Roger Boyes has a piece in the New Stateman in which he labels the opposition to Prime Minister Ferenc Gyurcsany as 'nationalist and anti-semitic'.
He does not mention the left-wing opposition to Gyurcsany's neo-liberal reforms, presumably because it doesn't fit in with his thesis.
That said, there is no doubt that anti-semitism (or Judeophobia, to be more accurate) is a factor in Hungarian politics, as it is in other European countries. I write from personal experience.
I was once attacked in a Budapest bar by a Hungarian fascist, for the crime of being from a country which fought with 'the Jews and the Russians' in World War Two.
For most of five and a half years in Hungary I worked in the Jewish community, teaching at a Jewish Higher Education Institute in Budapest and also at the Anna Frank Grammar School. As a non-Jew, it gave me a fascinating insight into Jewish culture and I made some deep and lasting friendships. But the very fact that I worked in the Jewish community, caused some non-Jewish Hungarians to treat me with suspicion and even hostility.

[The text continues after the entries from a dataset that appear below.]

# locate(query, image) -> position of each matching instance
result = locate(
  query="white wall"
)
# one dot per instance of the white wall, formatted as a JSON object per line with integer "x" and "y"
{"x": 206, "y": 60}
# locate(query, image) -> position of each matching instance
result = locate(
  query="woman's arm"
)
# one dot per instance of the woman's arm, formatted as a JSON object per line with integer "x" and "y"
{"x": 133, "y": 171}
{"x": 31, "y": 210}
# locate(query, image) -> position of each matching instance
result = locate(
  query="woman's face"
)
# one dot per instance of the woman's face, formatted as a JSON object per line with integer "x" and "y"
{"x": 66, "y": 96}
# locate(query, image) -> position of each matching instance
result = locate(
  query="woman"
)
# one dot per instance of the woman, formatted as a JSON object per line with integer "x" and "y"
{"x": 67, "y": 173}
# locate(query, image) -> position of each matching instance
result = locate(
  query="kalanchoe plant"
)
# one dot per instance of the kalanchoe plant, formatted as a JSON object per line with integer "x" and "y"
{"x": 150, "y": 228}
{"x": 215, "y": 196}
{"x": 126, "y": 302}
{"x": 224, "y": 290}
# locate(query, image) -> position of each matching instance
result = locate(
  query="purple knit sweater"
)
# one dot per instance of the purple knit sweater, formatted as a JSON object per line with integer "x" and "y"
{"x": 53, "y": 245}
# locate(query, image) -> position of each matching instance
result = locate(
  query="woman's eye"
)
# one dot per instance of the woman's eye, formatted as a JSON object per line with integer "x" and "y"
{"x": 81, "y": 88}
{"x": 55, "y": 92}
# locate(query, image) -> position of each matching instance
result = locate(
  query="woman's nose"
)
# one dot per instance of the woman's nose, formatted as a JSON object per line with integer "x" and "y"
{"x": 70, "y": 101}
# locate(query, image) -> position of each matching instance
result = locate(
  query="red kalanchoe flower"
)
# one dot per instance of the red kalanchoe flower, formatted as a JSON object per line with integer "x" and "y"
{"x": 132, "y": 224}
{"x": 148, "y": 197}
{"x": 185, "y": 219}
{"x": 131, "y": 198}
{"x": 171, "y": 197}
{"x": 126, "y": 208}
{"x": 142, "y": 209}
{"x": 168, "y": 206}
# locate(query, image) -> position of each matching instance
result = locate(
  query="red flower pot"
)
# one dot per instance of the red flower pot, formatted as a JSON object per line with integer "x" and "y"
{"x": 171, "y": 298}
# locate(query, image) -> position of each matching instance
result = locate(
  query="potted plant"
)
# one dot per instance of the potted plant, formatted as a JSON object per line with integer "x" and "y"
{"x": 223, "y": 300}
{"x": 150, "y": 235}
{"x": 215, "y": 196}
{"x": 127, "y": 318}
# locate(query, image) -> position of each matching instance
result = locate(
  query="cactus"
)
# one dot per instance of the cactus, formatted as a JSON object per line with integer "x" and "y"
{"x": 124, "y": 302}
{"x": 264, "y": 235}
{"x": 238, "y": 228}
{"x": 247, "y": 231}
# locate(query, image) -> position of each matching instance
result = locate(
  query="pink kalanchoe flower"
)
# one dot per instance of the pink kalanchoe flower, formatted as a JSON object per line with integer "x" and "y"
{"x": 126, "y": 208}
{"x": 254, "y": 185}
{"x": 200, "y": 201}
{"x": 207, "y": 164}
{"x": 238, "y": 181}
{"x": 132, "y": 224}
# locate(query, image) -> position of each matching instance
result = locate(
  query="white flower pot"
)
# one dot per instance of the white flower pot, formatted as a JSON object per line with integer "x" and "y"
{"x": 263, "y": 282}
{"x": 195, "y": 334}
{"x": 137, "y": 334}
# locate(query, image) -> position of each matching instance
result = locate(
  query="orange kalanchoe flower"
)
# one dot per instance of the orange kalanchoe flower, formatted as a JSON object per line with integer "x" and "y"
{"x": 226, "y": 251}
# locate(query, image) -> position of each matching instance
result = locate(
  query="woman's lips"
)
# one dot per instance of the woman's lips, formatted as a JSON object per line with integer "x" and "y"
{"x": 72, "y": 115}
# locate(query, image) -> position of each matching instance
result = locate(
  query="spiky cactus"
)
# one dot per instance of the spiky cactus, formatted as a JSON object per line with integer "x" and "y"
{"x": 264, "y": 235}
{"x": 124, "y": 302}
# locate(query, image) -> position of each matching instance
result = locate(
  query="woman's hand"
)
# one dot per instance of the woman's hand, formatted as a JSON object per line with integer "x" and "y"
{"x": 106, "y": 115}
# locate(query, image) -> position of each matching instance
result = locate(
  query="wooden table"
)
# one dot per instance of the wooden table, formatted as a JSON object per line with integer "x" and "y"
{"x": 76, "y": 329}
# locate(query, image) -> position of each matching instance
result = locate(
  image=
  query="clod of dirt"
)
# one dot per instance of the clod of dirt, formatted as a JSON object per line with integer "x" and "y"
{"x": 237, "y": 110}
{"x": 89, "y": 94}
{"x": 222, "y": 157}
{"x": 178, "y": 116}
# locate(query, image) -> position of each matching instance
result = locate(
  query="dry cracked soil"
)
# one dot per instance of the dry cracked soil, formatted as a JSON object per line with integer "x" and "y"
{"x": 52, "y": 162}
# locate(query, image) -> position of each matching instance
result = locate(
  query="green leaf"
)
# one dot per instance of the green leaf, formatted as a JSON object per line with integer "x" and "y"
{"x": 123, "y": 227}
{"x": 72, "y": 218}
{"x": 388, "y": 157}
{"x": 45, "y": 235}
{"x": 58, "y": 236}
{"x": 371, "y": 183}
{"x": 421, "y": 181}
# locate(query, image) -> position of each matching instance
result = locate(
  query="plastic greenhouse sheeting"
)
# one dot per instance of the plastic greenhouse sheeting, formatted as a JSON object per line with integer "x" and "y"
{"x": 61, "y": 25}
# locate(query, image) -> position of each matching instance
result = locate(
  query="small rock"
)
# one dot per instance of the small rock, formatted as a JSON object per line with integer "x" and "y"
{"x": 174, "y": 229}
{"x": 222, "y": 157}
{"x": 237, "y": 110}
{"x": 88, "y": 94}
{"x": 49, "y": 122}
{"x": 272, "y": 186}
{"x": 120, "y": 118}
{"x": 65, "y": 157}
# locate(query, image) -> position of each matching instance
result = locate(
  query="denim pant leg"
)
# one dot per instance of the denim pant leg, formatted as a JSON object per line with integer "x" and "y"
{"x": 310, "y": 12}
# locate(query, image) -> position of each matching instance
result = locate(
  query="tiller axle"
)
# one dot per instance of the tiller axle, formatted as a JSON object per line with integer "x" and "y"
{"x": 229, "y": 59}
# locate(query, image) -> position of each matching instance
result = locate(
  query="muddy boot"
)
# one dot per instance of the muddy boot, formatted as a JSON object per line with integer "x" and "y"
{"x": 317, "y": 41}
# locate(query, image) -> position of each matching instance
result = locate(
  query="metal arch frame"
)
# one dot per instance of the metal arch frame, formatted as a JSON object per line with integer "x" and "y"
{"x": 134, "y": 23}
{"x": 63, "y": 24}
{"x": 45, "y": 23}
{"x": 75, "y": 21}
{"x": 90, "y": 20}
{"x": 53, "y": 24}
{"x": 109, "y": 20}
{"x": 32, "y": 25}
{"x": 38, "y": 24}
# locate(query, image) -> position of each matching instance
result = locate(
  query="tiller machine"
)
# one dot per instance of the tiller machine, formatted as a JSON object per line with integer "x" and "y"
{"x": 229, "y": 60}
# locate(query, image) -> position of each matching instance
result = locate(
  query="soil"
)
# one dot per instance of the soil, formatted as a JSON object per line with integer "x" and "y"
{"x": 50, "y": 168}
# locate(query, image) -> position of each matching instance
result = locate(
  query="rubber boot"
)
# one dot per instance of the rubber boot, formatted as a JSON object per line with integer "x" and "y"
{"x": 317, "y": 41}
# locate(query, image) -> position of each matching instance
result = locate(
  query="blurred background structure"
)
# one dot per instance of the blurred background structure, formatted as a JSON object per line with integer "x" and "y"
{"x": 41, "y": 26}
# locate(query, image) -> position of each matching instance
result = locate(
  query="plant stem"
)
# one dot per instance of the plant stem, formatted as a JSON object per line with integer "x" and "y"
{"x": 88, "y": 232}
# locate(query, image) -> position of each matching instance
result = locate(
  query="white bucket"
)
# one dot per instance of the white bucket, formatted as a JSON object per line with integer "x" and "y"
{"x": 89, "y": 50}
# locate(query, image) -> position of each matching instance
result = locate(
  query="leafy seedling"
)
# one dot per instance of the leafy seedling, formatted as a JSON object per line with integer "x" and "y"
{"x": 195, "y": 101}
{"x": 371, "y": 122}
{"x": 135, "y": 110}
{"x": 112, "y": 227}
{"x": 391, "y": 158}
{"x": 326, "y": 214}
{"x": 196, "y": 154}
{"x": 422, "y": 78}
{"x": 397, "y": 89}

To bring this round to the current disturbances in Budapest, I have no doubt that some of those marching against Gyurcsany ARE motivated by Judeophobia. For the members of parties like MIEP, Jews are to blame not only for the ills of neo-liberalism- but for communism too. But the fact that some protestors might have ignoble motives, shouldn't blind us to the fact that the present Hungarian Prime Minister is a foul mouthed, deceitful chancer who is not fit to hold public office. Only by ditching Gyurcsany and his disastrous neo-liberal policies and returning to the progressive 'goulash' socialist policies of the 1970s and 80s, (without the restrictions on foreign travel and other unnecessary curbs) can this increasingly divided society be healed.